Immediately after Napster shut down, Morpheus became the number one P2P app. Their reign was short-lived as they soon found themselves kicked off of the FastTrack network by rival KaZaa, who purchased the underlying technology. Pleased with FastTrack's performance users shifted to KaZaa making it the number one service. As Tom Mennecke over at described in his recent article "The Eventual Fall of Kazaa" the media industries then turned their full efforts to the now Sharman-owned network. The movie and record industries did succeed in making it more frustrating to trade files on FastTrack and KaZaa now holds half the audience it did a couple of years ago. The users who left did not stop trading, though, they just shifted yet again to populate the likes of eDonkey and BitTorrent.
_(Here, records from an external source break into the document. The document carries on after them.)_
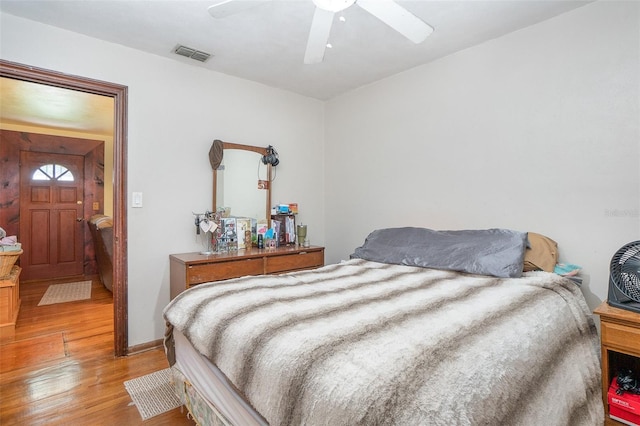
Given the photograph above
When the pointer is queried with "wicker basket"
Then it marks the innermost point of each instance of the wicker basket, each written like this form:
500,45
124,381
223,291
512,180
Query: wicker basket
7,260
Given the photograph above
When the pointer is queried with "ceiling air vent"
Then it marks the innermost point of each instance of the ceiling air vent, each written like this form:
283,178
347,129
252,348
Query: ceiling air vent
191,53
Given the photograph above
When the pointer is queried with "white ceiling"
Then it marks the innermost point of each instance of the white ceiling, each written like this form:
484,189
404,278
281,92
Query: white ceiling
266,43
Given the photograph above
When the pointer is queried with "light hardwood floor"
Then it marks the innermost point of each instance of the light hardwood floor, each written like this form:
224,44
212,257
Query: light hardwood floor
59,368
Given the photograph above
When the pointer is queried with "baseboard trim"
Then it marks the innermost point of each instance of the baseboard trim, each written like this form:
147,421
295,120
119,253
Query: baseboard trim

The media conglomerates sued other P2P companies, they sued users, they won a ruling in the Supreme Court that allowed them to hold P2P services accountable for copyright infringement, and they have come to a working agreement with BitTorrent. But is any of this giving the content industries more control?

Let's just say that I suspect Nielson was wrong about those Buffy fans, a rabid cult if ever there was one. I bet you most of them changed the channel, suggesting a severe weakness in the Nielson measurement strategy. It waits to be seen if taming comercial P2P tames file sharing. So far it has only fed it.